Depuis lundi 21 h 25, heure à laquelle la première coulée a atteint l’océan, le spectacle se partage désormais dans le Grand-Brûlé entre les fontaines de lave qui jaillissent à 600 m d’altitude et le bord de mer où le mariage du feu et de l’eau compose une symphonie sur un mode majeur.

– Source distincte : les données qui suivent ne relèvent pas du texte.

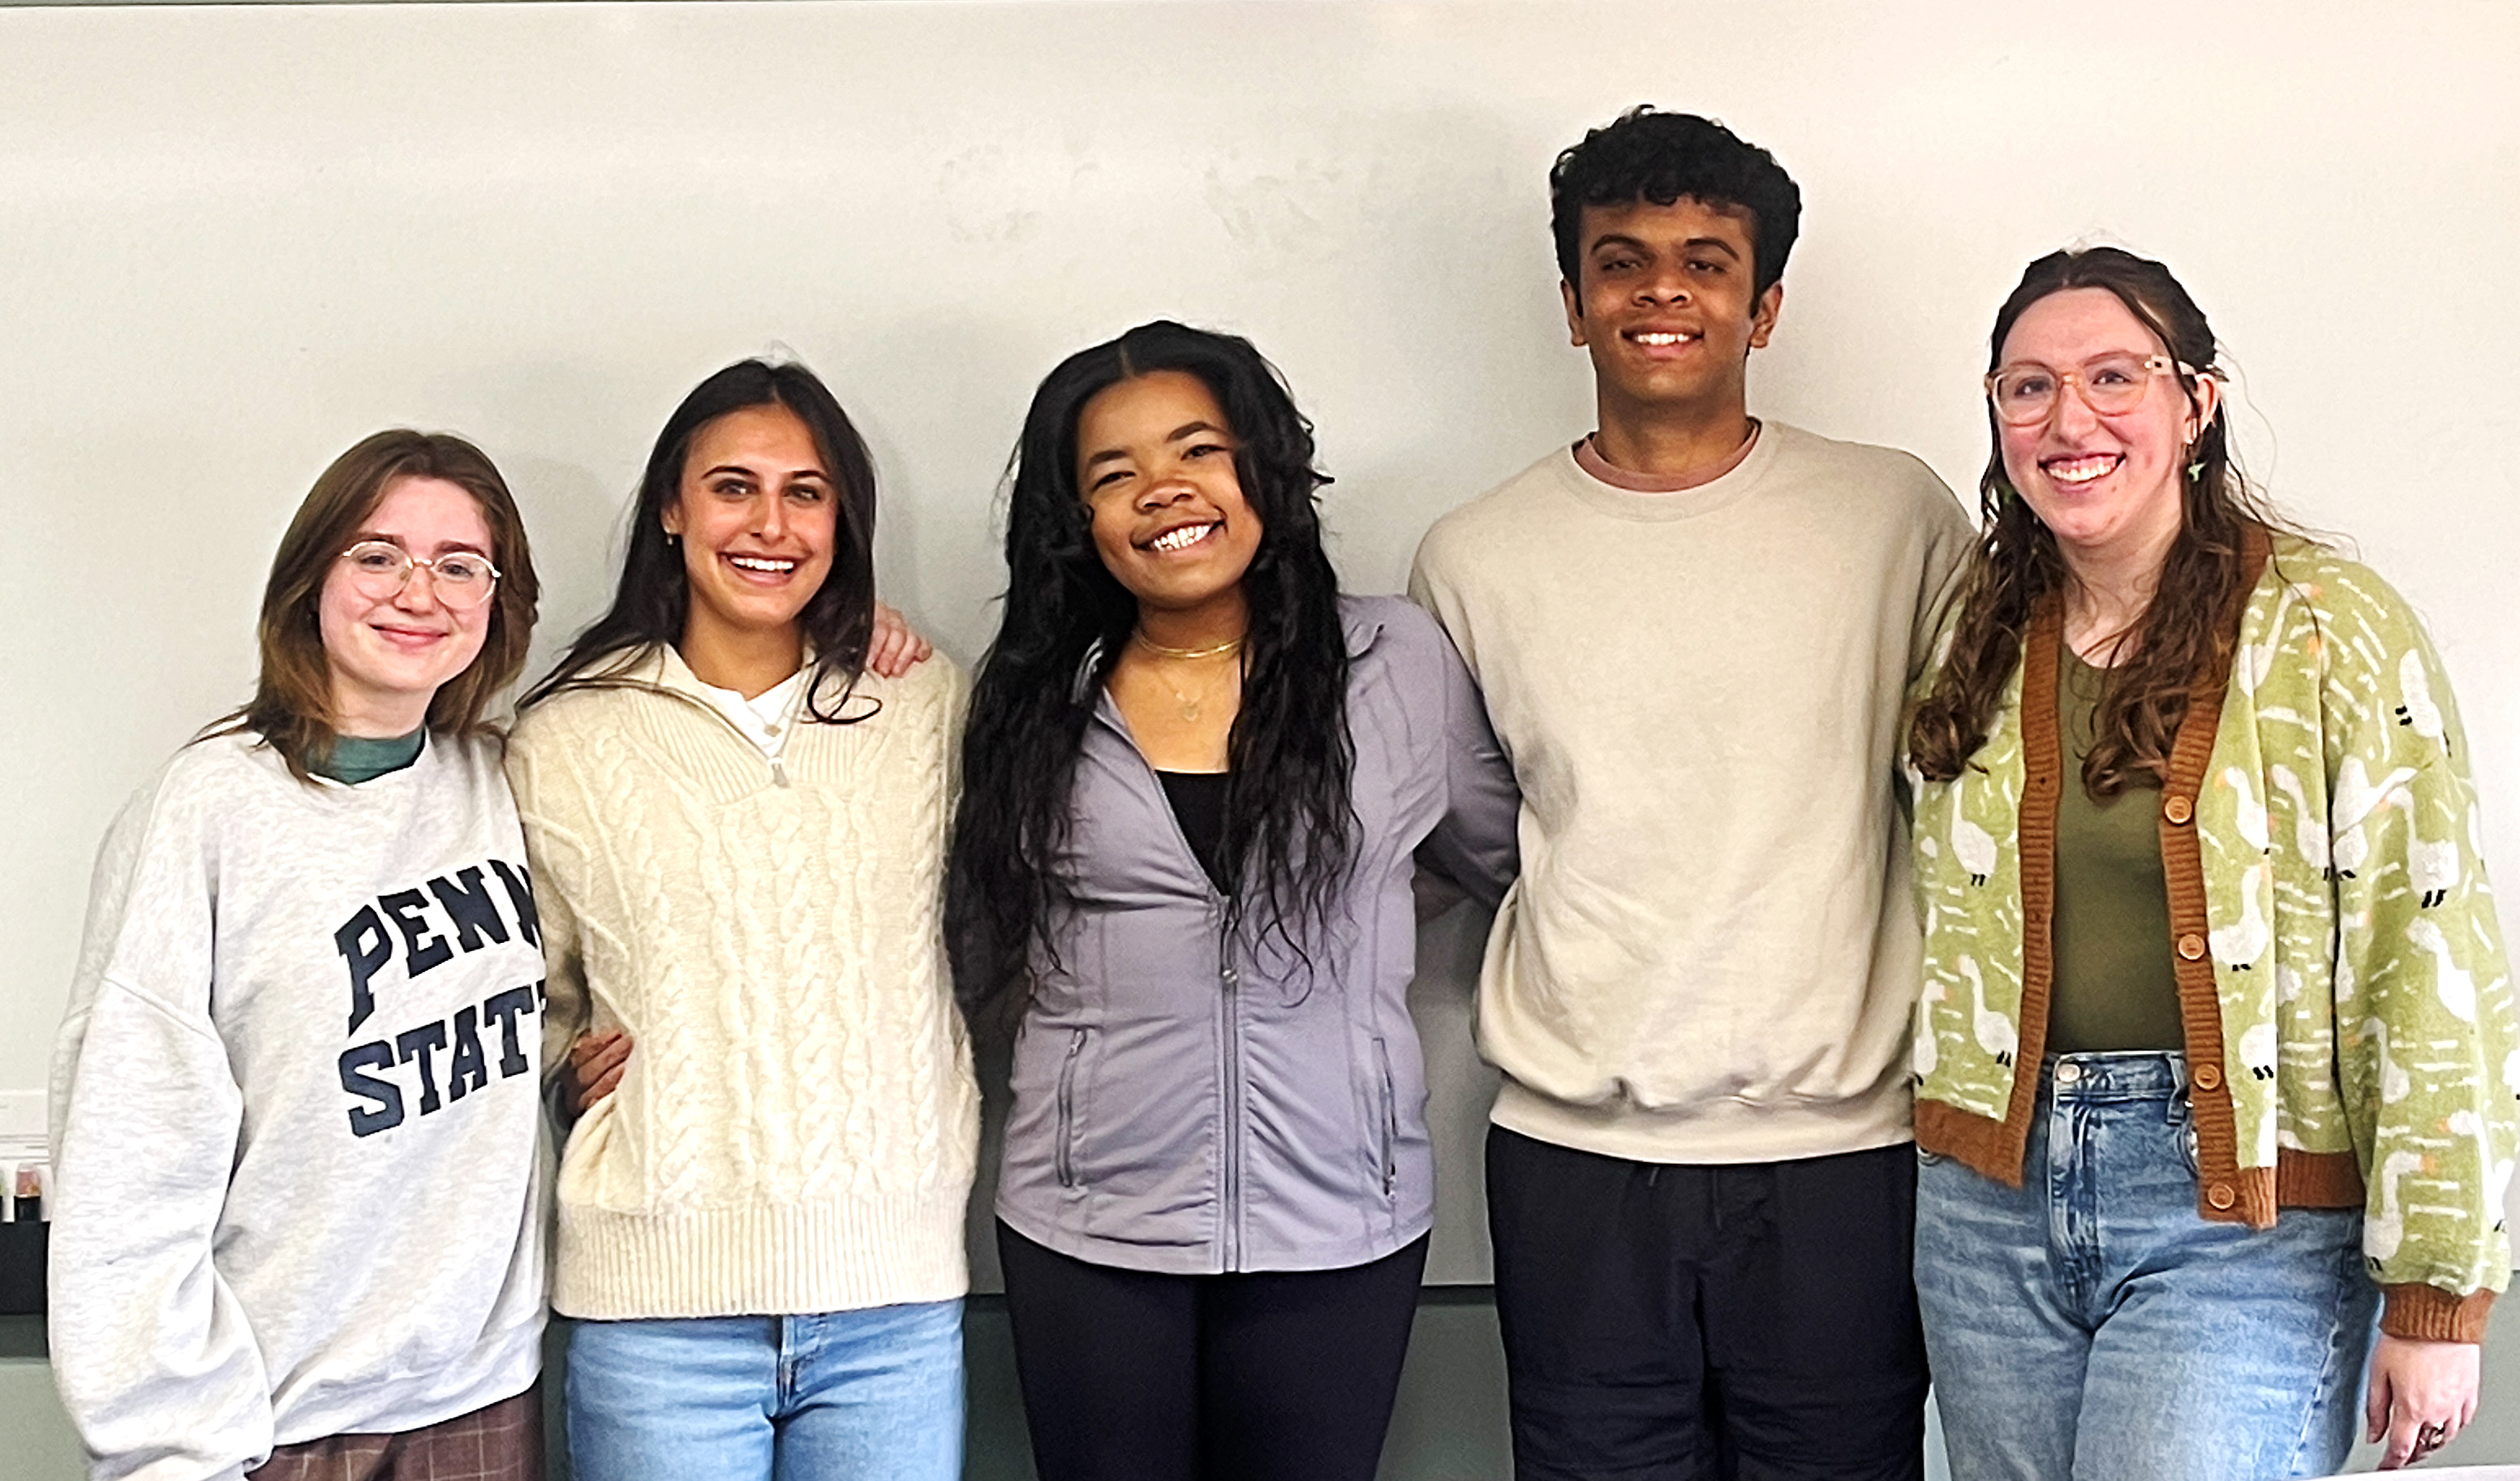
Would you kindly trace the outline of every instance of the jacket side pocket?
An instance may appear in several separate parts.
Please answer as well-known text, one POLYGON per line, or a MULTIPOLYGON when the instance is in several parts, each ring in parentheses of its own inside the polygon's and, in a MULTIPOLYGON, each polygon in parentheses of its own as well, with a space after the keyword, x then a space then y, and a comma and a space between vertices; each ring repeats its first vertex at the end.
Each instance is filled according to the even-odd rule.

À peine entamée la descente des rampes de Bois-Blanc, on ne peut ignorer ce qui se passe dans le Grand-Brûlé. Dans la direction du rempart du Tremblet, le ciel a des couleurs d’incendie. Des fontaines de lave dressent un rideau de feu et des rivières de roches en fusion dévalent les pentes. En dépit de l’heure matinale, ils sont nombreux à vouloir profiter du spectacle. Le parcours d’obstacle ne refroidit pas les enthousiasmes. Il faut abandonner sa voiture à plusieurs kilomètres, avaler du bitume avant de rejoindre la coulée de 1976. Impossible pour l’instant d’aller plus loin. Mais, de ce poste d’observation on en prend déjà plein la vue. A 600 m d’altitude au-dessus de la route la fissure envoie vers le ciel à jet continu la lave en fusion.

UN THÉÂTRE D’OMBRES

Après le chaos de lundi après-midi qui a vu les coulées traverser à deux reprises la nationale, le site a retrouvé une certaine sérénité. Seul témoignage du déchaînement de la nature côté Sainte-Rose : un impressionnant mur de gratons figé à l’intérieur duquel couvent encore des incendies. Le théâtre des opérations s’est déplacé en bord de mer. Pour y accéder, il faut encore pour l’instant montrer patte blanche. L’ONF a procédé hier à la sécurisation provisoire d’une plate-forme d’observation. En descendant vers l’océan, l’odeur entêtante et un peu écœurante des goyaviers fermentés laisse progressivement la place à celle de l’iode. La falaise est un théâtre d’ombres uniquement éclairé par une plate-forme construite par la coulée qui s’avance loin en mer et par une cascade de roches en fusion. À partir de 5 h du matin, la lumière commence à changer, d’abord presque imperceptiblement. Le ciel d’un noir d’encre bleuit par petites touches avec quelques taches d’orange vers l’est. Le panache jaune orangé vire au blanc. Dans les premières lueurs de l’aube, on prend toute la mesure du spectacle grandiose. Les vagues viennent s’écraser contre la falaise lançant des gerbes d’écume. On assiste à une lutte entre l’eau et le feu. La lave essaie de gagner sur l’océan qui méthodiquement repousse ses assauts. Accrochés à la falaise, photographes professionnels et amateurs mitraillent ce combat de titan. Soudain, une sourde explosion secoue la mer. Un panache brutal de vapeur et de débris jaillit des flots. Ce panache cypressoïde surgit à plusieurs reprises sous nos yeux. Depuis lundi, le Piton de la Fournaise multiplie les tableaux. Il n’a pas fini de nous surprendre.